As mulheres adultas com idades entre 30 e 49 anos são as principais vítimas de feminicídio, representando no período 2017-2021, que incluiu a pandemia, 52% dos casos. No ano de 2019, no mês de fevereiro em que ocorreu a tentativa de feminicídio contra Isabela Conde, 10 casos de feminicídio foram registrados.
Como um problema endêmico, é necessário, portanto, a continuidade e aprofundamento das ações do poder público junto à sociedade, de esclarecimento e combate ao feminicídio e outras formas de violência contra a mulher por sua condição de gênero.
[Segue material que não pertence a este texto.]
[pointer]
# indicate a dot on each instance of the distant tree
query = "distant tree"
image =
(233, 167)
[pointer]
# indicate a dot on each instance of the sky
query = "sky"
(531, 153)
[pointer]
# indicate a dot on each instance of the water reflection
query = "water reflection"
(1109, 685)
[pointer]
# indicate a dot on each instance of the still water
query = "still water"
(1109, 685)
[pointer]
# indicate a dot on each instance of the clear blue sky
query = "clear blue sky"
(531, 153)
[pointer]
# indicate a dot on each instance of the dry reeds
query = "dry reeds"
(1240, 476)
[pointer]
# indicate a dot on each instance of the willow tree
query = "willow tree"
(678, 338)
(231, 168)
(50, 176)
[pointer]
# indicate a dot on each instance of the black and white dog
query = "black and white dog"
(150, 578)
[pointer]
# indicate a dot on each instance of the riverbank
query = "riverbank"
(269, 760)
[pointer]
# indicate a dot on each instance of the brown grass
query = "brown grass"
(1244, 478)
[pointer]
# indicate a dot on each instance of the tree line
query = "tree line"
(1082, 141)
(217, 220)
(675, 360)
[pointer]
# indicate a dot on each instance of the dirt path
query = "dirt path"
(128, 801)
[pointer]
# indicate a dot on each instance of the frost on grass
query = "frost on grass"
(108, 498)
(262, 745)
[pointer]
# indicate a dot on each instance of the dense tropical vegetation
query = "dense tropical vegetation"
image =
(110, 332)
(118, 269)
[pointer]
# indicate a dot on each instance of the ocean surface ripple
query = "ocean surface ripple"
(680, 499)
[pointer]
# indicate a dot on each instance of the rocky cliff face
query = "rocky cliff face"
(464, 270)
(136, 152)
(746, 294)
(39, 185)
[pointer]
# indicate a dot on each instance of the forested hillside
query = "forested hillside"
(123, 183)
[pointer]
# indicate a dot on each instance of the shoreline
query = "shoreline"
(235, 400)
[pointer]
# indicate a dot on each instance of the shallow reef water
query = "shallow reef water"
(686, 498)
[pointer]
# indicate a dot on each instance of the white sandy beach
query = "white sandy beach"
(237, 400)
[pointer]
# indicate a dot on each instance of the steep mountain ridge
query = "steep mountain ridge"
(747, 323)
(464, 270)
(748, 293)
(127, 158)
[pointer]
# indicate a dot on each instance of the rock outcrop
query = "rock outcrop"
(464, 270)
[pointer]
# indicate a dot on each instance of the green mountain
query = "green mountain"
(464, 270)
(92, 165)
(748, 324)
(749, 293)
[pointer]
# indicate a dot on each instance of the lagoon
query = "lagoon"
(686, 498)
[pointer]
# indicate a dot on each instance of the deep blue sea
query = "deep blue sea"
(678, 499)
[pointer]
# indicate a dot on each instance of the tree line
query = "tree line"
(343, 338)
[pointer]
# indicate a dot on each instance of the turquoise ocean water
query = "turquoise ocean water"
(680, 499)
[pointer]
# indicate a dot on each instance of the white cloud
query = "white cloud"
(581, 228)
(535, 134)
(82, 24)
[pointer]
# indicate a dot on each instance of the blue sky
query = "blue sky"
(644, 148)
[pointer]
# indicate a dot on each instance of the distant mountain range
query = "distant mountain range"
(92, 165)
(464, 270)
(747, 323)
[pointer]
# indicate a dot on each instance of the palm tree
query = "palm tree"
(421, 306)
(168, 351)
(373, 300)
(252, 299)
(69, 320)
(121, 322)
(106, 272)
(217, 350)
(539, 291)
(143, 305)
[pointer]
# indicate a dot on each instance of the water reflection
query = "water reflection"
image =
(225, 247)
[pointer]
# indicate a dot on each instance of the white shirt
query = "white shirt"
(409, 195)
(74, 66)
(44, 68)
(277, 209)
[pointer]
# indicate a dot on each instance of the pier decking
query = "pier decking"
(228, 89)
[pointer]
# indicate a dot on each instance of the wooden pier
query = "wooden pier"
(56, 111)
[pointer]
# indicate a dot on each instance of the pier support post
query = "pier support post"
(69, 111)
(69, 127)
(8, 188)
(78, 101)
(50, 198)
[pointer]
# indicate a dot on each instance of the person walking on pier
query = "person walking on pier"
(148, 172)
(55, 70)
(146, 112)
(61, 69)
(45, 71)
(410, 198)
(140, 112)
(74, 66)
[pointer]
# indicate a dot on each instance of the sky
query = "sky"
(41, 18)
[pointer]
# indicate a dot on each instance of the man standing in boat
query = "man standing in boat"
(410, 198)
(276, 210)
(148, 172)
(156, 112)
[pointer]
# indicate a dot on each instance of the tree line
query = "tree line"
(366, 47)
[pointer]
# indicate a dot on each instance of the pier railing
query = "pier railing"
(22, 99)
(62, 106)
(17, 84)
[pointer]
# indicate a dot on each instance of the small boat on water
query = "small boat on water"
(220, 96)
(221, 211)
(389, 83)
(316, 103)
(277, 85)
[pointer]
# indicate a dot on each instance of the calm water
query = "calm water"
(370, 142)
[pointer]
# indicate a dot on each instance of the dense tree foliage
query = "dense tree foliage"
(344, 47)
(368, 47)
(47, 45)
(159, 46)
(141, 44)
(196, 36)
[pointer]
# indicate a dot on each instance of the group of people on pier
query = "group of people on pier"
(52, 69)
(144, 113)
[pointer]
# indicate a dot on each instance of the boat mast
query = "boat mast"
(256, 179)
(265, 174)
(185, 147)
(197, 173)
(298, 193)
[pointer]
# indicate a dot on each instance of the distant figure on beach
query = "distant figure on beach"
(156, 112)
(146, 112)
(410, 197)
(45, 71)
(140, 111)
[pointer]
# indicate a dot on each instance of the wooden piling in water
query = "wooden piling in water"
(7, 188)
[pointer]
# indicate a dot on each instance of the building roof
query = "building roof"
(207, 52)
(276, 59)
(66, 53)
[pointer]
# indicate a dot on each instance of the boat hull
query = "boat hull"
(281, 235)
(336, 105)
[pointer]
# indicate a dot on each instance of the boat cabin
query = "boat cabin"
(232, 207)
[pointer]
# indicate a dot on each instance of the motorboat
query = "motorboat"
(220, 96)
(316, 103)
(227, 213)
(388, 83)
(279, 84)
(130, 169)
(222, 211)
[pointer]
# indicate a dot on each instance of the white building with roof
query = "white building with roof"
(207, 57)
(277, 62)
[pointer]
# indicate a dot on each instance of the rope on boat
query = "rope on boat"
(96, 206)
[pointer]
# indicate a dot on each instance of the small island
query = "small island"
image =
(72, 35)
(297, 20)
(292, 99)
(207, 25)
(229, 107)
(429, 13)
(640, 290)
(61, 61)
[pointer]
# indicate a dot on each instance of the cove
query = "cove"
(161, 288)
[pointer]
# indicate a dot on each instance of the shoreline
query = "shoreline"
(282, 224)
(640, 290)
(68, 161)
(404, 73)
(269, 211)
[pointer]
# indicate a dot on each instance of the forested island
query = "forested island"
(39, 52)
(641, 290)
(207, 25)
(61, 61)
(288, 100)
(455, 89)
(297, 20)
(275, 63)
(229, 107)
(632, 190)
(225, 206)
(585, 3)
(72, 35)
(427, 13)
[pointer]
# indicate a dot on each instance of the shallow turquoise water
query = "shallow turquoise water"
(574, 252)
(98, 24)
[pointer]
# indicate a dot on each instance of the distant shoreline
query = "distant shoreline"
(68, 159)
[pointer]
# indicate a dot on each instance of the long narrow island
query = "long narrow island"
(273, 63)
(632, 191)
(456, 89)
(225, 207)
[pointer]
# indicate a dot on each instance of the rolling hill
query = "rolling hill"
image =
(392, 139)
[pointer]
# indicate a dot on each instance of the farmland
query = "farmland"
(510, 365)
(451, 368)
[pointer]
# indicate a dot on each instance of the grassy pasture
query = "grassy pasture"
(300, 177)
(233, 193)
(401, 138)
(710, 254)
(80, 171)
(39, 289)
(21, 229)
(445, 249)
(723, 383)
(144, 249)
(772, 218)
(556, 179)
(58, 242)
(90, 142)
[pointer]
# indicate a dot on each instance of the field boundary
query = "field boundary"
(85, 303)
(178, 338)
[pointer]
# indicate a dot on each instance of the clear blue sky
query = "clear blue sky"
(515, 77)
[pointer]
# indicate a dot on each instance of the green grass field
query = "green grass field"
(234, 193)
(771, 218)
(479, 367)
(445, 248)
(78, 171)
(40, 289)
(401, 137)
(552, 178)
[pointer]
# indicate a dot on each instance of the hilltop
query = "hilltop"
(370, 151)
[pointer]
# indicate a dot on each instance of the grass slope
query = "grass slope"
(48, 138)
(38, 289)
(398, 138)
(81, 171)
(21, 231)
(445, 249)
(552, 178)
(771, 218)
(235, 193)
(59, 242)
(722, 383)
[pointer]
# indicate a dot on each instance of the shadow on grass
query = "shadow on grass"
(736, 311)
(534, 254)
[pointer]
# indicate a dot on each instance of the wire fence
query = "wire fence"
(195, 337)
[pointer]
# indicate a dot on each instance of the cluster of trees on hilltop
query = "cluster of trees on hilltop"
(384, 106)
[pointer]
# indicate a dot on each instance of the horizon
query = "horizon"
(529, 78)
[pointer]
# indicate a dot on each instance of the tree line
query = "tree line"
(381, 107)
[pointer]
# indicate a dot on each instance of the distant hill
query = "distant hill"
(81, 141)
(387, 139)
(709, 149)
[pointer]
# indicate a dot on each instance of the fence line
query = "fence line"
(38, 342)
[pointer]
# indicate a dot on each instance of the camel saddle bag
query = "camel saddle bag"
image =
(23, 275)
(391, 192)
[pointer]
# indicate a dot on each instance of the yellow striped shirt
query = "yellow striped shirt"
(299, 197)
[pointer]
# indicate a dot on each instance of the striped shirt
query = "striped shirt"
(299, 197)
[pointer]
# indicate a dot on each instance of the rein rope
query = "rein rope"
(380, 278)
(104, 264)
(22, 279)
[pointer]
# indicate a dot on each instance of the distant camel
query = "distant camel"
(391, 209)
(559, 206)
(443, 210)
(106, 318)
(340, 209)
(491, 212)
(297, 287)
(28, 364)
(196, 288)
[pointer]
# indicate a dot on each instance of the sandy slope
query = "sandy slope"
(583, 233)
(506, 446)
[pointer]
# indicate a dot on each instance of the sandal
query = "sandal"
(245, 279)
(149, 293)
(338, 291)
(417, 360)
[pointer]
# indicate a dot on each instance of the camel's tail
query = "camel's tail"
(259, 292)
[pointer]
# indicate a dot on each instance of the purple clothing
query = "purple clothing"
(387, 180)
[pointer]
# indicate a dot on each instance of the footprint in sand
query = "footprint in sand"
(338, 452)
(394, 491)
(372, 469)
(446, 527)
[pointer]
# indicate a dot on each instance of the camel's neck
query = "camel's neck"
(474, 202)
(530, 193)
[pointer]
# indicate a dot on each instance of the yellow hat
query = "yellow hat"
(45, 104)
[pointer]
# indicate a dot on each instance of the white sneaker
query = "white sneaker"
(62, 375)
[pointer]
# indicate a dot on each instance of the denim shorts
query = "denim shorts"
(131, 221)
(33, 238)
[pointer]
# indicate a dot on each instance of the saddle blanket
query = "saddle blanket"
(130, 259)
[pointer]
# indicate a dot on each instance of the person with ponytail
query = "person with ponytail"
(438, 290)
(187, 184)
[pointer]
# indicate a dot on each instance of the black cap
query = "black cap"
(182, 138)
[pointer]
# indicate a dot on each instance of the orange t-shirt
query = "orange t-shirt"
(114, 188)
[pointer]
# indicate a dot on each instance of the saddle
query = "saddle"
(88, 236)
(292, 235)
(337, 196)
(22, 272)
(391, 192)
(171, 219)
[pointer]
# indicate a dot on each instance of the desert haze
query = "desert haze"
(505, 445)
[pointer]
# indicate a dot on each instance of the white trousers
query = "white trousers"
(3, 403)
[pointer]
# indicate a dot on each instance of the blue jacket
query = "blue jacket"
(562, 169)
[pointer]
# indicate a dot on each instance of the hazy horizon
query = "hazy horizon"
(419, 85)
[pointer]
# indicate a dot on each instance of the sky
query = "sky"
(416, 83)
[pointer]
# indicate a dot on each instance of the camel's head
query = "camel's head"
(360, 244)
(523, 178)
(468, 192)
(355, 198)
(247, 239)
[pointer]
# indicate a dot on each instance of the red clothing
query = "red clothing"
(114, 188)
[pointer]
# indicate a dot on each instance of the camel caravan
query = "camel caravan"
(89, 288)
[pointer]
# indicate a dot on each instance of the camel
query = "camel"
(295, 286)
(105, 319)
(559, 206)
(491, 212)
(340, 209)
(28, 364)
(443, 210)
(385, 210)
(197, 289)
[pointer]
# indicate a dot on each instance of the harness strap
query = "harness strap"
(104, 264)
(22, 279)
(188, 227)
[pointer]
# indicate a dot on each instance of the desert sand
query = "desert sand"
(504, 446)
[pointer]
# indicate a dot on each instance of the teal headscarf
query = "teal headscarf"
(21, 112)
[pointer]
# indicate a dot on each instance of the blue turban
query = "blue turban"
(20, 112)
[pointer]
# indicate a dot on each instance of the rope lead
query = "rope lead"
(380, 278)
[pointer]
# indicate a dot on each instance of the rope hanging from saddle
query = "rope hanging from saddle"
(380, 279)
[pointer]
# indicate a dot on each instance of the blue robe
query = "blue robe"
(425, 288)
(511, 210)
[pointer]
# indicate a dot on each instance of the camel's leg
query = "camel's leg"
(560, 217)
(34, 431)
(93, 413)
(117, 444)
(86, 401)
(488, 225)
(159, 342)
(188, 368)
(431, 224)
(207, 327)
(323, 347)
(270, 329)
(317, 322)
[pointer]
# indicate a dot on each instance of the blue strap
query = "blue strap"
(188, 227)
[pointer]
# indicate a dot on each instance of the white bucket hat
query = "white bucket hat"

Mas, não só. Há a necessidade de maior proteção às mulheres vítimas de violência, com aumento do número de campanhas de conscientização e de verbas destinadas a órgãos como a Secretaria de Políticas Para as Mulheres - ainda dependente nesse quesito de fontes financeiras externas para suas ações -, bem como o aumento e melhor preparação das delegacias específicas de Proteção à Mulher, hoje em número de 15 em todo o estado, sendo duas em Salvador, insuficientes para o acolhimento qualificado às vítimas. Ações de promoção da empregabilidade, especialmente para proteger mulheres jovens e de baixa renda, garantindo-lhes acesso a maior protagonismo social, é também considerado outro vetor importante na prevenção ao feminicídio.
Já a punição dos responsáveis, por parte dos Tribunais de Justiça, como agora se aguarda no caso Isabela Conde, extensível a cada uma das mulheres sob ataque contra a vida, a cada 7 horas no Brasil, que não tiveram a mesma sorte de sobreviver, é condição essencial à justiça dos casos. E, contrariamente, ao que diz a letra da música do baiano Thierry,, "Volta Rita…". Não, as mulheres não devem perdoar qualquer facada. Seja física ou simbólica. Que a Justiça seja feita!